So, I'm teaching a photography class and a programming class.
The irony of the matter is, I haven't gotten a real programming job, and I don't make that much money off of photography, so why the hell am I doing this?
Having a center for photography education has been my dream for the past few years.
There is a large difference between the two subjects. I feel that it's much easier to get going with photography. It's visual. Everyone that has the ability to see has some sense of visual appeal.Hell you don't even need to know how a camera works, you can just point and shoot, and a lot of times you can come up with something pretty gratifying.

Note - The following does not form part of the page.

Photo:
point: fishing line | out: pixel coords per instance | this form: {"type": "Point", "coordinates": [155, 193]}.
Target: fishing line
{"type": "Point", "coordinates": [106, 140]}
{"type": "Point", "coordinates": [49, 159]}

Programming is a different beast. It's an entirely different way of thinking. I have always found computers very awkward and unnatural...These coding bootcamps are a very weird concept. Can you possibly teach someone how to be a web developer when that requires a knowledge of both computer science concepts, mathematics, and actual web programming in the matter of a few weeks? Not to mention all the self learning, practice, and job experience that an actual web developer needs...
I'm thinking the answer is no. At least not with unmotivated students. Even with motivated ones... it could be impossible as well.
Do you guys realize just how amazing the resources you guys have with classes like Coder Vox? The chances are... problably not.
I'm going to get a lot of flack for this, but I largely think most education is crap. Most majors in college that are not engineering or natural science are... largely useless in my opinion.
Do you know how many times I've sat in on "study sessions" by people in other majors? They don't do shit. They're smart people already, and can use common sense to pass their exams.
You've heard this many times already, but even I have come to a general conclusion that our generation is fucked.
The thing is, I am indeed in the "Generation Y" subset too I know how it feels.
How it feels to be spoon fed, given everything that I wanted, have my clothing picked up and washed for me, for someone to come in and clean my room for me.
Even the thought of finding an apartment and paying rent with money that I didn't earn was frightening to me.
You're in a daze. You can't get out of it.
But I've been very fortunate to run into a continuous series amazingly hungry, driven, and talented people.
I actually got roped into a small web development class that my friends Alvin and Charles started a few years ago. I didn't do any of the homework, they kicked me out. I didn't know what the hell was going on. I just went on my merry way with college life.
It did leave a small dent though.
Small dent, after small dent.
The programming partners who ditched me and finished the assignment by themselves since I didn't contribute. The jobs that I didn't do shit for. The internships that didn't lead to full time positions. The resources I've had, and lost due to not acting in time or realizing what I had. All of the missed opportunity.
Just chipping away, chipping away the kid who was just content playing MMO's, eating, sleeping, and waking up again to play more.
I've just now been somewhat awakened.
Everything that I want is for the taking. I just have to go out and do it.
In the end, none of this really matters... linkin park reference... comes to mind
I just want to feel alive. And to me, that means making a huge dent in the world. Smashing peoples' faces in with amazing photos. Making tons of peoples' lives easier with a program.
Write once. Affect many. Just look at flappy bird. There's amazing power in even the simplest of programs.
The people who took all of my bullshit over the years saw potential in me.
The thing is, everyone has potential, and I want everyone to realize that.
You can do whatever the fuck you want to do. And largely it will work.
What are you waiting for? To spend the prime years of your life trying to accumulate "wealth?"
I met some people with cameras the other day at a happy hour event, they just seemed like normal dudes, I got their contact info and looked up their photos afterwards. I was floored... they're talented as fuck. I want to get there. It's not an impossibility.
I'm starting to dive in. I'm starting at a new photo studio March 1, that's in a week. I'm surrounding myself with the most driven and talented programmers and creatives who are helping me realize my dreams.
Step by step.
You're weird. Embrace it. You can do it. The tools are available.
Money? People always need shit, just go outside and find them.
Find the answers to the questions that keep you awake at night. Solve the problems that are still left to solve.
I've seen it in you. The silver lining.
Always keep in mind that failure doesn't mean all has been lost. You tried, you learned, and went through the motions, and you can try again, there's still time.
I'm doing more photography classes. The first one was awesome and redeeming. I have more to say, and more people to reach out to. Was really happy to see such a wide variety of people... including Josh Baer. He's not such a bad and frightening guy you know. (Althrough it did scare the fuck out of me when he stood up mid lecture, I thought he was going to leave. Turns out he stands a lot. Standing desks yo.)